You can run Python apps in a virtual environment that contains a separate, stand-alone copy of Python and the Python add-ons that the application requires.

A virtual environment lets you configure and test apps in a stable environment that isolates the app from other Python stuff on your computer.
This solves several problems:

  • you want to install and run someone else’s app on your computer, without changing the Python packages on your computer
  • you want to verify that your app can run on someone else’s computer (may not have the same Python packages as yours)
  • you want to have multiple different Python “environments” or Python versions

Using a virtual environment solves most of these problems.

Creating a Virtual Environment

There are several commands for creating a virtual environment:

  • python -m venv
  • virtualenv (Python package)
  • pipenv (another Python package)

In this write up we will use the builtin venv module. It has less functionality than the virtualenv or pipenv packages, but is good enough.

  1. Create a virtual env directory named env inside a project directory. You can use any name instead of “env” (“env” and “venv” are typical names):
    cd /some/directory/django-polls
    python3 -m venv  env 
    

    This creates an env subdirectory with structure like this:

    env
    env/bin
    env/include
    env/lib
    env/share
    

    The env/bin directory contains python, python3, pip, and pip3 commands. But they aren’t on your shell’s “path” until you “activate” the virtual env.

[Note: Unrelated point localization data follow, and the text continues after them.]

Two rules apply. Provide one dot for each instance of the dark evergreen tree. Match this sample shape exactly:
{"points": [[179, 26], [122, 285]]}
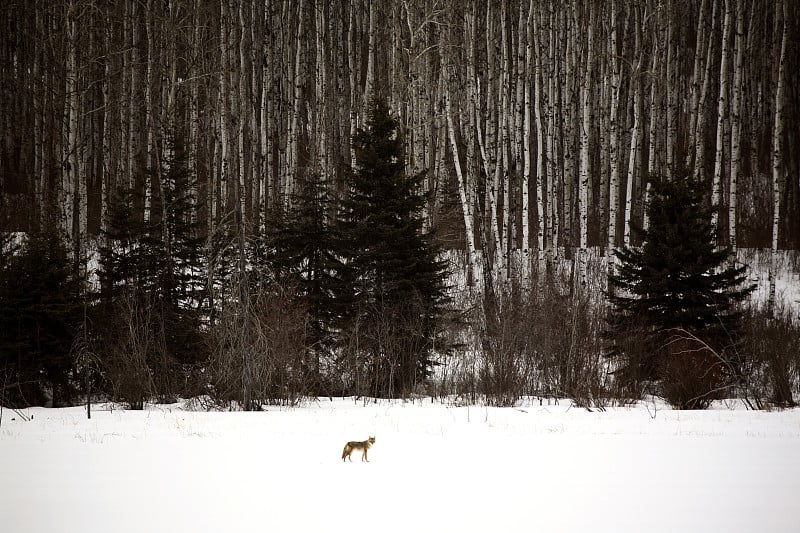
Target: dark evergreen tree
{"points": [[675, 300], [392, 267], [41, 309], [151, 278], [304, 254]]}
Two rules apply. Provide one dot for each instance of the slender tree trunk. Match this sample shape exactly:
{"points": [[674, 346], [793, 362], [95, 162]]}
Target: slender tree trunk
{"points": [[778, 158], [614, 158], [736, 124], [585, 174], [722, 117]]}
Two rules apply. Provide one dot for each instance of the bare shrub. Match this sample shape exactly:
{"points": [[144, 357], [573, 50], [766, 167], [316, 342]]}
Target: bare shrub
{"points": [[691, 373], [130, 341], [541, 341], [771, 350]]}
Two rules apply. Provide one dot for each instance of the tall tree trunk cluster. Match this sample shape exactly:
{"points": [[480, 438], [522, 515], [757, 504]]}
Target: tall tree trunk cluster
{"points": [[538, 122]]}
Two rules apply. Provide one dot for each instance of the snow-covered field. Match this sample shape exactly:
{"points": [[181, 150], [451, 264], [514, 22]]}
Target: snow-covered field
{"points": [[434, 467]]}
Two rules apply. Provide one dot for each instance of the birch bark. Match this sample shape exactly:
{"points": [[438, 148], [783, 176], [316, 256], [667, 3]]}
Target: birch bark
{"points": [[722, 118], [778, 162]]}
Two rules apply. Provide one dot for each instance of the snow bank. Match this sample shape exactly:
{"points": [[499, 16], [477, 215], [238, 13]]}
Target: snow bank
{"points": [[433, 468]]}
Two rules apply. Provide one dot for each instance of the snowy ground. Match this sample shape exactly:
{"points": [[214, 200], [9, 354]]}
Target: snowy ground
{"points": [[433, 468]]}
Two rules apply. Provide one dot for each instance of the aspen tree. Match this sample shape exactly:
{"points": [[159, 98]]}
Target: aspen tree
{"points": [[700, 145], [736, 124], [583, 195], [722, 115], [699, 56], [637, 133], [778, 156]]}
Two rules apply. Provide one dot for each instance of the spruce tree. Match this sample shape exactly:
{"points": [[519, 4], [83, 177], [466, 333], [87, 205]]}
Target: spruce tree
{"points": [[151, 276], [674, 302], [40, 313], [304, 256], [397, 281]]}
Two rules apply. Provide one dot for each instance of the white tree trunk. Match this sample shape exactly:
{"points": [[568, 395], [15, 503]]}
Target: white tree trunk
{"points": [[736, 124], [614, 158], [777, 151], [700, 145], [585, 175]]}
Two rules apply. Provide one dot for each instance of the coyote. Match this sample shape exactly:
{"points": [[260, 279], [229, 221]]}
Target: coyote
{"points": [[357, 445]]}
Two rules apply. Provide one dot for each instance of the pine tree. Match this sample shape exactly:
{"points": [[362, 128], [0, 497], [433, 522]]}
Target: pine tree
{"points": [[674, 299], [40, 312], [151, 277], [304, 255], [391, 264]]}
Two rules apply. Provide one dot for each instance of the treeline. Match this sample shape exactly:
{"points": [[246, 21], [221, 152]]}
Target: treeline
{"points": [[208, 153], [356, 304], [537, 122]]}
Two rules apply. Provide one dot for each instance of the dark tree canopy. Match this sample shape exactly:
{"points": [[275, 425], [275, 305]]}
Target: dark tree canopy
{"points": [[678, 283], [392, 265], [41, 309]]}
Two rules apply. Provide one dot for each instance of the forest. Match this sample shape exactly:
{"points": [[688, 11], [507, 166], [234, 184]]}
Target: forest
{"points": [[168, 148]]}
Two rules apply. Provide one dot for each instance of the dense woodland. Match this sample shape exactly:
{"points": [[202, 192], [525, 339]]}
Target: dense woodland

  2. Start the virtual environment by “sourcing” the activate script. In a Bash or Zshell (Linux, MacOS, or Windows with git-bash installed), type:
     source env/bin/activate
    

    or:

     . env/bin/activate
    

    On Microsoft Windows:

     env\Scripts\activate
    

    When the virtual env is activated it prepends (env) to your shell prompt so you know it is active.

     (env) cmd>
    
  3. (First time only) Install requirements inside the virtual environment:
     (env) cmd>  pip install -r requirements.txt
    

    Requirements are installed only in the virtual env directory (env).

  4. Run the application or do whatever you want:
     (env) cmd>  python3 manage.py runserver
    
  5. Exit the virtualenv using deactivate.
    You can also exit by closing the shell window.
    (env) cmd>  deactivate
    

After initial setup, to run the app just “activate” the virtualenv and run the app.

Exclude virtual environment directories from Git!

Add the virtualenv directory (env) to your .gitignore file and don’t commit virtualenv directories into git.


Pipenv

Pipenv is a newer package that fixes some virtualenv problems of dependency mismatch, improves the management interface, and has a consistent interface on all OS (including Windows). “Under the hood” pipenv uses virtualenv for the virtual environment.